Update.
authorFrançois Fleuret <francois@fleuret.org>
Tue, 18 Jul 2023 06:44:21 +0000 (08:44 +0200)
committerFrançois Fleuret <francois@fleuret.org>
Tue, 18 Jul 2023 06:44:21 +0000 (08:44 +0200)
main.py
tasks.py
world.py

diff --git a/main.py b/main.py
index e18887b..3be3d55 100755 (executable)
--- a/main.py
+++ b/main.py
@@ -266,6 +266,7 @@ picoclvr_pruner_eval = (
 
 if args.task == "sandbox":
     task = tasks.SandBox(
+        tasks.ProblemByheart(),
         nb_train_samples=args.nb_train_samples,
         nb_test_samples=args.nb_test_samples,
         batch_size=args.batch_size,
index 9cd06ae..eef84af 100755 (executable)
--- a/tasks.py
+++ b/tasks.py
@@ -64,10 +64,10 @@ class Task:
 
 
 class Problem:
-    def generate(nb):
+    def generate_sequences(self, nb):
         pass
 
-    def perf(seq, logger):
+    def log_performance(self, sequences, logger):
         pass
 
 
@@ -75,15 +75,33 @@ class ProblemByheart(Problem):
     def __init__(self):
         nb_seq, len_prompt, len_result = 100, 5, 5
         self.seq = torch.randint(10, (nb_seq, len_prompt + 1 + len_result))
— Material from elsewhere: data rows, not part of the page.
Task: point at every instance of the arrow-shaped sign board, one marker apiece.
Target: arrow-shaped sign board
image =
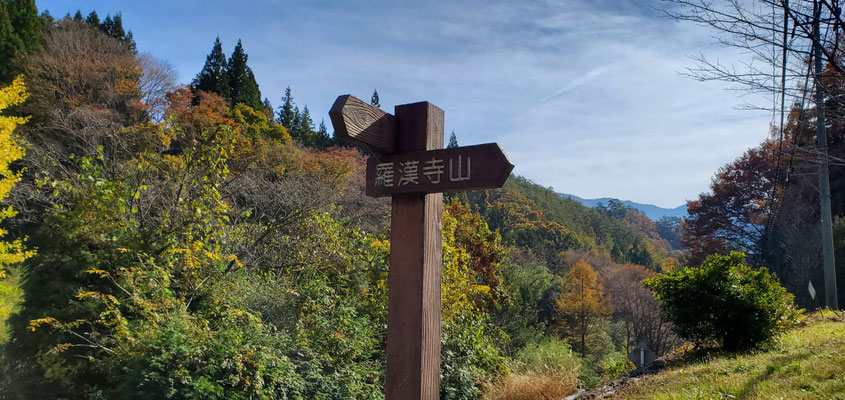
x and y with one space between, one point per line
435 171
363 124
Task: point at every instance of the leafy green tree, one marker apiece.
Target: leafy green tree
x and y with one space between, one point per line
214 76
453 141
93 19
374 99
725 301
583 302
242 85
20 35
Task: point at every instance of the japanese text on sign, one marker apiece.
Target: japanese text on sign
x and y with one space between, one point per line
408 171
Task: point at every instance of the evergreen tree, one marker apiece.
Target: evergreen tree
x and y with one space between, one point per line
321 137
20 35
296 125
306 128
286 114
107 25
117 27
242 85
93 19
453 141
214 76
374 99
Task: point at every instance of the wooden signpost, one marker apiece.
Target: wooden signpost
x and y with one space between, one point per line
411 165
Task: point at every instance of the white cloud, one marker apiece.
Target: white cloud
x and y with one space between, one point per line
585 96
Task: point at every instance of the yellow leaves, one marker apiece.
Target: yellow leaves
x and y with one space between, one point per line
36 323
102 273
59 348
234 258
10 150
83 295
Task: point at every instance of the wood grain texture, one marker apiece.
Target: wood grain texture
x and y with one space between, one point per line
363 124
484 166
415 272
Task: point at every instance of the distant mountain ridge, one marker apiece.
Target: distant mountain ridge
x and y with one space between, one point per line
650 210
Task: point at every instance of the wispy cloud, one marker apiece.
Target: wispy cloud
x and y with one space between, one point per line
613 118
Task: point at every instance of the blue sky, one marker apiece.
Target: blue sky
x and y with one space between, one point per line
585 96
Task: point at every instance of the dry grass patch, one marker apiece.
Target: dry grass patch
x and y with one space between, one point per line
545 370
535 387
808 362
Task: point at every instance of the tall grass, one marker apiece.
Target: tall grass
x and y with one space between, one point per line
543 370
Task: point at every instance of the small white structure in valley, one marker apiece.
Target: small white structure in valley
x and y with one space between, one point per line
641 355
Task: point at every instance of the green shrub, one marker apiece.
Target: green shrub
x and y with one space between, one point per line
725 301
-        self.seq[:, len_prompt] = -1
+        self.seq[:, len_prompt] = 10
 
     def generate_sequences(self, nb):
-        return self.seq[torch.randint(self.seq.size(0), (nb,))]
-
+        sequences = self.seq[torch.randint(self.seq.size(0), (nb,))]
+        ar_mask = (sequences==10).long()
+        ar_mask = (ar_mask.cumsum(1) - ar_mask).clamp(max=1)
+        return sequences, ar_mask
+
+        # problems = [ProblemByheart()]
+        # nb_common_codes = 100
+
+        # def generate_sequences(nb_samples):
+            # problem_indexes = torch.randint(len(problems), (nb_samples,))
+            # nb_samples_per_problem = torch.one_hot(problem_indexes).sum(0)
+            # print(f"{nb_samples_per_problem}")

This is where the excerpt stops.